The tree next to my house is dying. Yet it stands stock straight, a proud grey obelisk with branches sticking out emphatically, thick and defiant at the bottom, frail toward the top. In the spring, a smattering of green leaves flutters cheerfully from bone-dry branches; it’s a gesture of optimism I find touching—and a tiny bit heart-breaking.
The tree stands some 40 feet tall, rising up from the ground about 15 feet from our home: If a windstorm blew it down, it would likely tear a hole through the roof of our little 1850s farmhouse. Yet my husband and I have not taken measures to remove it, partly out of an aversion to costly capital improvements and partly out of a talent for denial: we pretend not to know that repairing the roof would cost far more than removing the tree.
It’s always been there, like a wise old aunt who sits silently in the background of family events.
But there’s another reason we don’t cut the tree down: it’s a part of our lives, a member of our family. My sons’ memories don’t extend back to a time without the tree—it’s always been there, like a wise old aunt who sits silently in the background of family events. The tree has served as “base” for countless games of hide-and-seek. The Easter Bunny has hung glittering foiled chocolates from its lowest branches. The boys have duct-taped bullseyes to its trunk for archery practice. They don’t think about the tree, or what it might mean to them, but we middle-aged folks know: it’s only when a taken-for-granted figure like that disappears that you realize it had a root system inside you. Then you begin the near-daily chore of discovering first this flesh wound, then that, where a now-torn out root once lay. I realize that removing an old, dead tree may not exactly affect a mythic loss of innocence in my children, but I’m not taking any chances. And so the towering old conifer stands.
Our house is in the Catskill Mountains of upstate New York, a still-rural area that, decades ago, was replete with dairy farms. Now the descendants of those farmers struggle to make ends meet, working civil service jobs or selling organic jams and soaps to urban weekenders. Driving up from New York City on the winding, two-lane state highways nearby, signs sprout up: “former site of Arena” and “former site of Shavertown.” The signs are tombstones: in 1942, New York City flooded these towns to create the Pepacton Reservoir which provides water to the City. Locals still speak of the flooding with bitterness.
In many ways it’s a landscape of loss, of dying. And yet, there’s such abundance here, untold generosity: the Catskill Forest Preserve contains 287,500 acres of state land. Trails zig zag through the mountains, letting countless hikers reap the nourishment only a forest can offer, its particular beauty and quiet. Even when we’re at home, we’re receiving the forest’s gifts: trees clean the air, sucking up nasty emissions from fossil fuels, letting us literally breathe easier. Hiking through this forest, I feel small, and I’m glad of it. A shaman from the Ecuadorian Amazon told one of my colleagues that in his tradition, the ceiba, or kapok tree, is viewed as the “father of all animals.” The forest as progenitor makes sense to me, and sadly, there are those among us who behave as meth-addled, thieving grandchildren before it.

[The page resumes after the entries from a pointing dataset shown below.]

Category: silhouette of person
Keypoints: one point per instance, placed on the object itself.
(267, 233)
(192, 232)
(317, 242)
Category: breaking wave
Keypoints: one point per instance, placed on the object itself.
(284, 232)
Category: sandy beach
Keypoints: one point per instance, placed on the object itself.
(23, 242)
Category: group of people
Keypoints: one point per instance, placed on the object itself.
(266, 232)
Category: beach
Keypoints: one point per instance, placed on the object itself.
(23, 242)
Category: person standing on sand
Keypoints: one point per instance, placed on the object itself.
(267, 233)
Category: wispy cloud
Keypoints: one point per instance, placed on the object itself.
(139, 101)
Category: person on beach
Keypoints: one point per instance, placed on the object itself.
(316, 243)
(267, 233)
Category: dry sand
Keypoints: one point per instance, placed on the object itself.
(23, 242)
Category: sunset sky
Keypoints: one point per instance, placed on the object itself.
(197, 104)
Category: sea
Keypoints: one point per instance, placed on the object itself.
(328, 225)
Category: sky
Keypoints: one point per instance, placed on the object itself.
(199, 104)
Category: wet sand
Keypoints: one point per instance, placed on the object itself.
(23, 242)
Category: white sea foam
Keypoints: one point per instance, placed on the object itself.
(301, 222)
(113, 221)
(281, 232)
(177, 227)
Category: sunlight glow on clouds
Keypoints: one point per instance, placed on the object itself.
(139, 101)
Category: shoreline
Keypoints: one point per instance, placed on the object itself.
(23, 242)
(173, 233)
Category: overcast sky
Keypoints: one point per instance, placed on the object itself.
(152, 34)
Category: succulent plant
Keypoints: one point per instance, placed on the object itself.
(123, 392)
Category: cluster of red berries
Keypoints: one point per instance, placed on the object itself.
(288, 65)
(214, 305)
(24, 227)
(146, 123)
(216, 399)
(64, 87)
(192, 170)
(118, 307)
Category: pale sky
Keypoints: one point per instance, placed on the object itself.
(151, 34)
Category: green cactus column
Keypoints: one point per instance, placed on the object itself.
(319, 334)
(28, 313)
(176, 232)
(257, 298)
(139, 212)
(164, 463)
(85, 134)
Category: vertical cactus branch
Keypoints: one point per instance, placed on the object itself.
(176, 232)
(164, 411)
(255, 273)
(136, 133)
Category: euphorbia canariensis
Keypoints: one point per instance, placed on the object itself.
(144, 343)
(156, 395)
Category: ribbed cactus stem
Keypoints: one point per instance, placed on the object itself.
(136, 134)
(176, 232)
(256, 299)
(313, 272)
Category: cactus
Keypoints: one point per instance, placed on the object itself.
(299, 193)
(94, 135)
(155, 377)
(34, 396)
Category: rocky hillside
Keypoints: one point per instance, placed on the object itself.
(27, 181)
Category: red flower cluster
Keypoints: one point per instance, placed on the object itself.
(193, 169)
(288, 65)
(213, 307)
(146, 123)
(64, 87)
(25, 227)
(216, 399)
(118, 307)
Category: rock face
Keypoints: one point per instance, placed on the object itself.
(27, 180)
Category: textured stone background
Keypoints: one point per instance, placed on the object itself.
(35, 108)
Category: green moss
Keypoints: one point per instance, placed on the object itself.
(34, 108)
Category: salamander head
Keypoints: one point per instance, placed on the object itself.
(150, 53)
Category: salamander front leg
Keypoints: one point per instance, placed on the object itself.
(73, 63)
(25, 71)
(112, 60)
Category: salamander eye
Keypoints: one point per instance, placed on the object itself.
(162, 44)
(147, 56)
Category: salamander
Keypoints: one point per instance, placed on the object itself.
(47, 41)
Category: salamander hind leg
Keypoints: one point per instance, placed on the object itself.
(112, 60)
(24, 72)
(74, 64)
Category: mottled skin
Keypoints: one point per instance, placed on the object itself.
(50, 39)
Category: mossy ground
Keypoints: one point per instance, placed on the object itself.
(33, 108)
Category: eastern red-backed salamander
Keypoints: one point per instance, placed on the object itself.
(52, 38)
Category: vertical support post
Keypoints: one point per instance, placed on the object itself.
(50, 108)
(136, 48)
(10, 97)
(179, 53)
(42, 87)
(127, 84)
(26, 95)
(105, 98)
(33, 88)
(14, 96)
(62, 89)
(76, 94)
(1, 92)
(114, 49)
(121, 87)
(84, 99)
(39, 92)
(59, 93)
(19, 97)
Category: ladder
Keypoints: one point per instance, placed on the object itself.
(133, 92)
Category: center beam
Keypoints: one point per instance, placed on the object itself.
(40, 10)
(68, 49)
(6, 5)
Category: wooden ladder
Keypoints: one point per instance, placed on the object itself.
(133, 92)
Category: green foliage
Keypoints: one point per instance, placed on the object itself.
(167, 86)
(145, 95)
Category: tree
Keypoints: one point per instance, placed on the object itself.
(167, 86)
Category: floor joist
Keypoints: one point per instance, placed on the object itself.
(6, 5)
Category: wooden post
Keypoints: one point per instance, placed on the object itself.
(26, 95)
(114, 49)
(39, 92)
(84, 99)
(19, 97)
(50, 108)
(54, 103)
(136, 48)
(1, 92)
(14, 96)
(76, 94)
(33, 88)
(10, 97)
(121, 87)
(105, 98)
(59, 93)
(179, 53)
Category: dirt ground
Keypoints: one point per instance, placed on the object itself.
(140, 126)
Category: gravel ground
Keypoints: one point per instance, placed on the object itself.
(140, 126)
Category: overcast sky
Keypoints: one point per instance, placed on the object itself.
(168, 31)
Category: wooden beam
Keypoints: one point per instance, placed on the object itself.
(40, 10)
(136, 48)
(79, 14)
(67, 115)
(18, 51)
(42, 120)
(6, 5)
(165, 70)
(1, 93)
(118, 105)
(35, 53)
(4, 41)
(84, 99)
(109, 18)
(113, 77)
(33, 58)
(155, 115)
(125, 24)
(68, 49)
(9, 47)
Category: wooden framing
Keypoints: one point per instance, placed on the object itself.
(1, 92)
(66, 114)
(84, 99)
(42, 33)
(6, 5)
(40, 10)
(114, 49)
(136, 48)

For me, it’s humbling to feel so small, and in a way, a relief: we’re not so important. We’re just lucky.
In my anxious maternal heart, I want my kids to never know loss. To never know about climate change. Or war. Or racism. Or death. Or fear. Of course, I know this is not only unrealistic, but wrong-headed. Loss is what teaches us that we live in a state of grace. After you dress your wounds, mourn, you understand the fullness of what you once had—and more importantly, that you are in this very moment receiving gifts you are unaware of, or that you vaguely see but take for granted. Gifts such as those given to us by the forest us every day. Today, now, and hopefully tomorrow.
This may be the spring that we finally say goodbye to our dear old tree. And then I think we’ll plant a new one—just a little farther from the house this time.